Bagi para orang tua dimanapun berada, pasti akan mengalami sebuah dilema dikala harus memutuskan kemana lanjutan sekolah anak-anak setelah lulus SD atau SMP? Ada yang langsung memilih SMP/SMA atau ada pula yang memilih jalur Pendidikan pesantren? Atau ada juga yang masih ragu alias bingung kemana tempat yang cocok dan tepat mengenyam pendidikan selanjutnya. Semuanya insyallah merupakan pilihan baik hanya berbeda metode pendekatan saja karena semuanya dimaksudkan untuk maslahat anak-anak tercinta.
Situasi dan dilema ini, pernah kami alami juga. Cukup membuat kami galau juga untuk membuat pilihan-pilihan terbaik untuk anak-anak kami. Saat itu, anak pertama saya, duduk di kelas 3 SMA sekolah swasta di Kawasan Bogor, sedangkan adiknya duduk di kelas 3 SMP yang sama. Sementara saya dan istri, kebetulan merupakan alumni pesantren.

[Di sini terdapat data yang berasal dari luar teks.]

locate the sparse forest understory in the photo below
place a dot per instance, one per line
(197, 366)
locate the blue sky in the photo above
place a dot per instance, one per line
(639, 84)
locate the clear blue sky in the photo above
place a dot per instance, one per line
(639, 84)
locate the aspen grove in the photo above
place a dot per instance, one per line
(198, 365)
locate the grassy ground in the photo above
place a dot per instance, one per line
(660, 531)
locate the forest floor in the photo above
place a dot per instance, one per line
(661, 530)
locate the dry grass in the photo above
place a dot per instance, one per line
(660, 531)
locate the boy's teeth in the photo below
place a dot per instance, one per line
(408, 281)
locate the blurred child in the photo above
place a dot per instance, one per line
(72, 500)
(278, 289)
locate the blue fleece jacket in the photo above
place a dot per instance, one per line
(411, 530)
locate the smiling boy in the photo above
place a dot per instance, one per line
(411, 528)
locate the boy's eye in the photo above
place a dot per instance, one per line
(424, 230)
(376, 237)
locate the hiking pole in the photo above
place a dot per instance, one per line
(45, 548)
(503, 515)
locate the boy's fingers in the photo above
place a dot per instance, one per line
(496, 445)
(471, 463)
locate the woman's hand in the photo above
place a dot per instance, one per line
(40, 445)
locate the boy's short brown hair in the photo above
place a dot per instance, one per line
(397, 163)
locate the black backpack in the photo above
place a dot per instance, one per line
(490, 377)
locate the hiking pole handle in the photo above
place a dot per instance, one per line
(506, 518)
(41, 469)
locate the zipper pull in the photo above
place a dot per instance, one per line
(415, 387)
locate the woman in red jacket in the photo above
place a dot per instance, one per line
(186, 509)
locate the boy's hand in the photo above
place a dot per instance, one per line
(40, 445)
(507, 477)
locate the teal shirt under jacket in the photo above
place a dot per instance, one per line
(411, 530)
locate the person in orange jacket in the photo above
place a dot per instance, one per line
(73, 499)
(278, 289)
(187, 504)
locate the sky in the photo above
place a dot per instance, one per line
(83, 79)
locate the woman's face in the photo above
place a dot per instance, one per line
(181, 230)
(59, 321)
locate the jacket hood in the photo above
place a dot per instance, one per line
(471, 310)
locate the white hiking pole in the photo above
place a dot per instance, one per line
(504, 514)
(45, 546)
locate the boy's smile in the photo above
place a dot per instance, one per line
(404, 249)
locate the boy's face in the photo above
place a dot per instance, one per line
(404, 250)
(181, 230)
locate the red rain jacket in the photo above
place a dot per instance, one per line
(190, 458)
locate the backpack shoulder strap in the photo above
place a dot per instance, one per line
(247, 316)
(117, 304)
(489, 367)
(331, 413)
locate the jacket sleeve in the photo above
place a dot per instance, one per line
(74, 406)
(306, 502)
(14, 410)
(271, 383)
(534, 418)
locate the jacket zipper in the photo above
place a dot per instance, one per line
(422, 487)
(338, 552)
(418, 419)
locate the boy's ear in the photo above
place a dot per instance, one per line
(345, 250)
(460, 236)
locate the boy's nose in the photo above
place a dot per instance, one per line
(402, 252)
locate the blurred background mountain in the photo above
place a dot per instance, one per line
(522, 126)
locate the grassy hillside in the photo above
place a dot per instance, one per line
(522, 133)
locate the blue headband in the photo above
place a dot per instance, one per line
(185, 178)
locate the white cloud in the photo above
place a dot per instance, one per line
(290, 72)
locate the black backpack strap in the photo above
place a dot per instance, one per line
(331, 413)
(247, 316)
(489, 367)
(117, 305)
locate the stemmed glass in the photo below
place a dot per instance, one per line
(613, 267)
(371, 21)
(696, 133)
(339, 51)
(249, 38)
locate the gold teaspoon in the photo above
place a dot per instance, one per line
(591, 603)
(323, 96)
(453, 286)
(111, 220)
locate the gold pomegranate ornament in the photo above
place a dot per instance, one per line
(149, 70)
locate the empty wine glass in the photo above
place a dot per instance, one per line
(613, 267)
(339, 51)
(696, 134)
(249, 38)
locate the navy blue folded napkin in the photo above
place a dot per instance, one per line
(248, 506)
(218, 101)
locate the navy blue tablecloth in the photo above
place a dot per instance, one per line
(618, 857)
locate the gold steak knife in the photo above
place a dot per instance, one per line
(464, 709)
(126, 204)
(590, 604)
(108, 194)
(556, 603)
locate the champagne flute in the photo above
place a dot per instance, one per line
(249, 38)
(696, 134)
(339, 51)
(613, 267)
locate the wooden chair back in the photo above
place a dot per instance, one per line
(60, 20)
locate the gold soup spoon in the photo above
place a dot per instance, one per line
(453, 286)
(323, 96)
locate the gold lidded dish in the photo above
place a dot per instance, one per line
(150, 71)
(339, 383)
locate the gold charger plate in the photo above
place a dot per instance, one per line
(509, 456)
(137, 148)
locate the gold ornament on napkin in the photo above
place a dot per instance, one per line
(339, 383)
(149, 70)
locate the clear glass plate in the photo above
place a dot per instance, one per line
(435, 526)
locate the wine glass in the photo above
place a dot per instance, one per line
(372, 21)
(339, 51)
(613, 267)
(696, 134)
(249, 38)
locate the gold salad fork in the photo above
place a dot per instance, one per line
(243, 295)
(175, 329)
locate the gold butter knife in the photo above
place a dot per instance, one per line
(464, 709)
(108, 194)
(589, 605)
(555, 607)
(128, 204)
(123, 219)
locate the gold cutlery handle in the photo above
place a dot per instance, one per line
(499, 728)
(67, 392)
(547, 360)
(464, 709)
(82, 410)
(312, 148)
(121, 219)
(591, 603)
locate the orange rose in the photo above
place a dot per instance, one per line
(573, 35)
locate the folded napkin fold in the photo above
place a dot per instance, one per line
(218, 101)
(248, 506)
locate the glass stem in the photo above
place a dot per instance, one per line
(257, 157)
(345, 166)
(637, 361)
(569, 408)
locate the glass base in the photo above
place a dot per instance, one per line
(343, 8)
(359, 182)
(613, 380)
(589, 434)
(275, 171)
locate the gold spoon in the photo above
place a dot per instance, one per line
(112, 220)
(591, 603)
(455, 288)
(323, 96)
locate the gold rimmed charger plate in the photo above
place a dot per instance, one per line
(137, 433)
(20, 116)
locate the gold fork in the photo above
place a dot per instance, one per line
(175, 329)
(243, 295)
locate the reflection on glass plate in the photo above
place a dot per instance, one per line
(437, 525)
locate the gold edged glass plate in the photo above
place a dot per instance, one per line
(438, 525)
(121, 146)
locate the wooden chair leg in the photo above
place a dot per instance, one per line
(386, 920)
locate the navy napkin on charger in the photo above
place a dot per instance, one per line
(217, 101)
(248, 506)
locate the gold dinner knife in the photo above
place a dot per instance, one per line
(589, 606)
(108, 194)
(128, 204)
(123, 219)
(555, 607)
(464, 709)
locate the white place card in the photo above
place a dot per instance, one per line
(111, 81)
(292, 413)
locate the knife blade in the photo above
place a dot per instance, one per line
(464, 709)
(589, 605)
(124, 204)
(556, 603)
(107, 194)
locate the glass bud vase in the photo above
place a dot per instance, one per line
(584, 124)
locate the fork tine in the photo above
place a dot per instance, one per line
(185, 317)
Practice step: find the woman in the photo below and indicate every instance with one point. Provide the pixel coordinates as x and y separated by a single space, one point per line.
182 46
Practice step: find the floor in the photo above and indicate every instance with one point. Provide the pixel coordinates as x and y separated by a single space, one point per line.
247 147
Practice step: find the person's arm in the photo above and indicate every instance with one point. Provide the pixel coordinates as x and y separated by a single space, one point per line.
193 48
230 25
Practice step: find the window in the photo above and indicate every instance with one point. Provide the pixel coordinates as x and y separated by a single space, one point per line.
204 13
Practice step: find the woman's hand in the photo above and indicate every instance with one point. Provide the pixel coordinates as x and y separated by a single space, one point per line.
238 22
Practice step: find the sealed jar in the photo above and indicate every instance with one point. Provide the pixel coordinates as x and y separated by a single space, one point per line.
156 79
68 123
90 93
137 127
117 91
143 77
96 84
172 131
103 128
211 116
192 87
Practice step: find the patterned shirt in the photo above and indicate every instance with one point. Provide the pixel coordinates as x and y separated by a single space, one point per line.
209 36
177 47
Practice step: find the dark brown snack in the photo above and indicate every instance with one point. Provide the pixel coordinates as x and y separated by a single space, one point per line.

Sebagai seorang santri, sesungguhnya saya ingin sekali anak-anak bisa mengenyam pendidikan di pesantren dengan segala plus minusnya, apalagi kondisi saat itu, dimana serbuan gadget dan game online merajalela menjadi candu bagi anak-anak remaja. Sejumlah ketakutan pun muncul otomatis sehingga kami beranggapan sepertinya pesantren menjadi pilihan terbaik bagi anak-anak waktu itu.
Maka dari itu, jauh-jauh hari kami pun sudah sering membawa anak-anak mengunjungi pesantren agar sejak awal bisa mengetahui kondisi dan kultur pesantren sedari awal. Semua itu dilakukan demi sebuah upaya untuk memberikan ruang yang cukup bagi anak-anak untuk mengenal dunia pesantren untuk selanjutnya dapat merenung dan mempertimbangkan pilihan pilihan terbaik kelanjutan studi mereka. Setidaknya kami telah menunaikan kewajiban kami untuk memberikan gambaran yang utuh mengenai peta jalan ke depan yang bisa anak-anak pilih.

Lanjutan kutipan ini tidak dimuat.